The availability of nucleic acid amplification tests is now widespread, but their weaknesses are perhaps not recognised. This study revealed two potential problems with screening a miscarriage population by non-invasive means. Firstly, first-void urine compared poorly with both the endocervical and vulval specimens in terms of test performance. There is evidence that urine has the lowest bacterial load compared with endocervical and vulval specimens,6 and actions such as wearing sanitary protection, sampling midstream or recent urination and wiping would adversely affect bacterial load. Blood contamination did not appear to cause inhibition, but may have resulted in false negative reports, uncovered by the parallel study design. Exact conclusions, however, cannot be made, as the study was not powered to address this issue. Secondly, non-invasive samples accounted for all of the indeterminate specimens. Re-testing is both inconvenient for women and creates a significant amount of extra workload for both ward and laboratory staff.
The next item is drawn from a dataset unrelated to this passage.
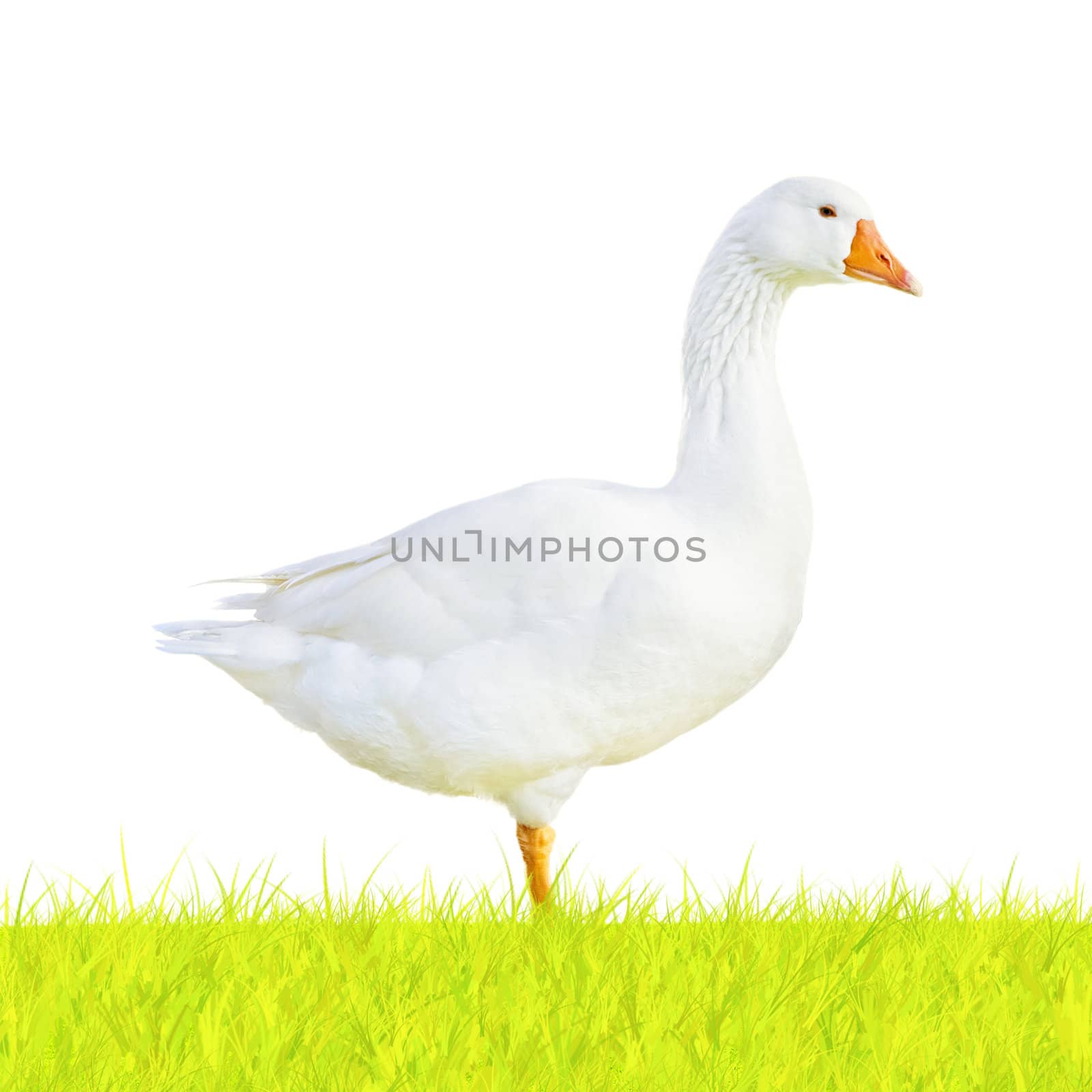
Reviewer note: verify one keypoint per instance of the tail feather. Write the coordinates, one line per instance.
(247, 646)
(199, 638)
Regarding acceptability, negative comments surrounded endocervical sampling suggest that Chlamydia screening in an early pregnancy assessment unit would have to have a non-invasive option for women not undergoing a speculum examination for clinical reasons. The overall preferred sample method was first-void urine, but the self-collected vulval swab identified 50% more infections than urine, with no specific concerns reported regarding this approach. A randomised comparison to urine would assess acceptability more accurately, but the issues of test performance and inhibition of non-invasive specimens need addressing first.
The majority of women attending an early pregnancy assessment unit accepted C. trachomatis screening. Moderate rates of infection were identified, with all positive cases found in women younger than 30 years of age. Parallel screening exposed the potential of reduced test performance with urine. Non-invasive sampling approaches were more acceptable, but were more likely to be inhibitory to the assay and require repeat testing. Both acceptability and the effect of bleeding on test performance need further assessment before a particular specimen can be recommended for screening this population of women.